A man passed, driving a bullock wagon. He wore a long, queer feather in his hat, and whistled as he passed. Two girls with bundles on their shoulders came walking out of the village – one wore a red handkerchief about her head and one a blue. They were laughing and holding each other by the hand. Then the sun pushed by a heavy fold of grey cloud and spread a warm yellow light over everything.

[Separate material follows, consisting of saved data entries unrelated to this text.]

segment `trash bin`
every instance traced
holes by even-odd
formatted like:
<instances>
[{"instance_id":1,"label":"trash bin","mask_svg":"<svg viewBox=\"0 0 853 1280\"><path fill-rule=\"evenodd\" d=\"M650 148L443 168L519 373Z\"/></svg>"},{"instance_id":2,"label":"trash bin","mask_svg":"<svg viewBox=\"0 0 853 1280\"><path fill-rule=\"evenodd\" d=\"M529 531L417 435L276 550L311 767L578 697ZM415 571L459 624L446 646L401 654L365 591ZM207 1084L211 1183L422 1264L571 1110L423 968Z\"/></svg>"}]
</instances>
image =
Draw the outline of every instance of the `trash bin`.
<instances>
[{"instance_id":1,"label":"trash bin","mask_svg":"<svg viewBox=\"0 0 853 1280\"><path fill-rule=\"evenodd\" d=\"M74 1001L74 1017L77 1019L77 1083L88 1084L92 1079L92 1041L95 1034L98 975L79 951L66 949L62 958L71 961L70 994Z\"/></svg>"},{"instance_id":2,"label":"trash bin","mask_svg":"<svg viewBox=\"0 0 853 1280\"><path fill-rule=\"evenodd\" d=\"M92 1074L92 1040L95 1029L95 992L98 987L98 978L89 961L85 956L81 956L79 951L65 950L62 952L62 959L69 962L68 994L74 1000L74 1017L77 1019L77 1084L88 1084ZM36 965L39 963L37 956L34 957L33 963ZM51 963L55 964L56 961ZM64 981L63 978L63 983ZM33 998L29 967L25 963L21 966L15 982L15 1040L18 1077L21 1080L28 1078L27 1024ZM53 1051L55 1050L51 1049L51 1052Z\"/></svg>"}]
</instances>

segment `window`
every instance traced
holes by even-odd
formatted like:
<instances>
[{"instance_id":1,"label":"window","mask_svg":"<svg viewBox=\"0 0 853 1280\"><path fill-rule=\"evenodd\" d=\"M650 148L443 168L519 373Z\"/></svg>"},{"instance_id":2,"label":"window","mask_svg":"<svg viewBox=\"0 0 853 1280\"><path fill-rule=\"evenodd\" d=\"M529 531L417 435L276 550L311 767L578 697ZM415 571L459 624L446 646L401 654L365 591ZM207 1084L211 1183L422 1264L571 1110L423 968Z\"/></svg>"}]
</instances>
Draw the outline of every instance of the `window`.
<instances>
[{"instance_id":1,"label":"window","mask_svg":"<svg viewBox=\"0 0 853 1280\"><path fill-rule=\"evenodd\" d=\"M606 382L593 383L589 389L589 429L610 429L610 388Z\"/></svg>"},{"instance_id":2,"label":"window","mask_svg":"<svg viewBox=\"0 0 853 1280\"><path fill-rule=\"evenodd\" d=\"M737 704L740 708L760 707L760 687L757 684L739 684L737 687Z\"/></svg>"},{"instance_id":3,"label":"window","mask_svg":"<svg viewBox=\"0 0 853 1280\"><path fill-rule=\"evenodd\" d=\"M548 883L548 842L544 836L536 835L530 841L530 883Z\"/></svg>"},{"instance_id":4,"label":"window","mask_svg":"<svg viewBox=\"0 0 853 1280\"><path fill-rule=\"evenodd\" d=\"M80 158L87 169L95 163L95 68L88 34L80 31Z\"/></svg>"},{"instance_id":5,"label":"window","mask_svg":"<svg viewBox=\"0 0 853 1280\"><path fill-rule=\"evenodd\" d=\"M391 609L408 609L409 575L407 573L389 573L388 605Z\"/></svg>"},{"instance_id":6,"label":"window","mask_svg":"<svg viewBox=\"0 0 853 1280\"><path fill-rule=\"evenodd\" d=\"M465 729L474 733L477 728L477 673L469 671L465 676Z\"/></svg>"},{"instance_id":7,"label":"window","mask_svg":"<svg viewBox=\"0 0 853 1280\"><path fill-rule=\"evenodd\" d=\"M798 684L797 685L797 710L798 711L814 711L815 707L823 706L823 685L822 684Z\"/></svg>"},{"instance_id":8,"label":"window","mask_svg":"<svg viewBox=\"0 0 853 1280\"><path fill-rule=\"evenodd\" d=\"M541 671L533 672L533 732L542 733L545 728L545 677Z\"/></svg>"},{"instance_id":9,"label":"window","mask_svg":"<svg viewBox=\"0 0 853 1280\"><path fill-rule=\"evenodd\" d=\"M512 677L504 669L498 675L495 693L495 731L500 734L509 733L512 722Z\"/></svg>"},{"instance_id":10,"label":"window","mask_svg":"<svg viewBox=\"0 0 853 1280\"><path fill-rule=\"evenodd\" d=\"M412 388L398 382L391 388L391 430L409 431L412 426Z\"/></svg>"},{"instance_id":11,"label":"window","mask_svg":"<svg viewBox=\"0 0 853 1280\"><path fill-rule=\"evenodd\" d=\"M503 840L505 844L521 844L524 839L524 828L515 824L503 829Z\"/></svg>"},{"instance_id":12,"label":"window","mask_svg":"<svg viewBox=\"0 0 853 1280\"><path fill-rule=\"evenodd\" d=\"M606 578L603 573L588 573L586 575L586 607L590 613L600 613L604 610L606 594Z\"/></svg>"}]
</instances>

»Perhaps,« thought the Child-Who-Was-Tired, »if I walked far enough up this road I might come to a little white one, with tall black trees on either side – a little road –«
»Salad, salad!« cried the Frau's voice from the house.
Soon the children came home from school, dinner was eaten, the Man took the Frau's share of pudding as well as his own, and the three children seemed to smear themselves all over with whatever they ate. Then more dish-washing and more cleaning and baby-minding. So the afternoon dragged coldly through.
Old Frau Grathwohl came in with a fresh piece of pig's flesh for the Frau, and the Child listened to them gossiping together.
»Frau Manda went on her ›journey to Rome‹ last night, and brought back a daughter. How are you feeling?«
»I was sick twice this morning,« said the Frau. »My insides are all twisted up with having children too quickly.«
»I see you've got a new help,« commented old Mother Grathwohl.
»Oh, dear Lord« – the Frau lowered her voice – »don't you know her? She's the free-born one – daughter of the waitress at the railway station. They found her mother trying to squeeze her head in the wash-hand jug, and the child's half silly.«
»Ts – ts – ts!« whispered the »free-born« one to the baby.
As the day drew in the Child-Who-Was-Tired did not know how to fight her sleepiness any longer. She was afraid to sit down or stand still. As she sat at supper the Man and the Frau seemed to swell to an immense size as she watched them, and then become smaller than dolls, with little voices that seemed to come from outside the window. Looking at the baby, it suddenly had two heads, and then no head. Even his crying made her feel worse.